Moreover, the pace of development has not kept up with the market's actual levels of demand

Construction delays are making Canada's housing supply issues worse

The lack of housing supply in Canada’s hottest markets is further aggravated by delays brought about by regulatory red tape, according to a major industry investor.

In a new interview with BNN Bloomberg, Centurion Asset Management CEO Greg Romundt said that the past half century was essentially a prolonged chronicle of missed opportunity for home construction.

“In the 1960s and ‘70s, Canada was building 60,000 to 70,000 apartments a year.

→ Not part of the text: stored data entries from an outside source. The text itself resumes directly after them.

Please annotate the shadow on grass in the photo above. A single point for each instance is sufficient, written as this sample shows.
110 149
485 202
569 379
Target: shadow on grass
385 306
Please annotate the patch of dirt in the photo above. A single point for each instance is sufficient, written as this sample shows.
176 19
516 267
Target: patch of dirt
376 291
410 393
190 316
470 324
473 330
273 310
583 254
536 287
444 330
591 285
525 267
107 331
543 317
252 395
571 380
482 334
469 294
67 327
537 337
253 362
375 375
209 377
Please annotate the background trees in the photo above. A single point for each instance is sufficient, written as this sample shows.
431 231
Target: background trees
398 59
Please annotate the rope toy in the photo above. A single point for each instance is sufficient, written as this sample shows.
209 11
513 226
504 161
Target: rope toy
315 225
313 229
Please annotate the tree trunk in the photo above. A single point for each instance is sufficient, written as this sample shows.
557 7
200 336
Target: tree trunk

When [the government] brought in rent control in the ‘70s, it absolutely cratered new apartment construction; it kind of just petered out to around 1,000 to 2,000 a year,” Romundt stated.

“About 40,000 new apartments were built across Canada over the last decade – absolutely nothing compared to population growth and new demand of around 500,000 units per year.”

Veteran markets observers Murtaza Haider and Stephen Moranis argued a similar point in their recent piece for the Financial Post.

The duo noted that while the current surge in purpose-built rental housing development is most welcome, the pace needs to be even faster to fulfill demand in Canada’s largest urban markets.

Data from Statistics Canada showed that PBR starts stood at 45,569 in 2019, considerably above the 36,796 measured a year prior.

However, the duo voiced concern that the speed of development “falls considerably short of the rate at which rental units were being built in the early seventies, when rental construction began to nosedive.”

“Changes in tax regulations and the introduction of rent control as vacancy decontrol disincentivized investors who left the rental construction business in droves,” Haider and Moranis explained.

Fortunately, this is likely to change soon: Romundt predicted a “renaissance” of apartment development in the very near future.

Such a shift will stem from the sustained demand for apartments, itself being driven by a growing need for more affordable options, as well as by demographic changes and intensified immigration.

Romundt said that Toronto (which has around 70,000 new apartments in various stages of approval) and Vancouver (around 50,000 new units) indicate the sector’s running theme for the next decade.

“In the next 10 years or so, we will build as many apartments across Canada as we did over the last two generations, notwithstanding rent control.”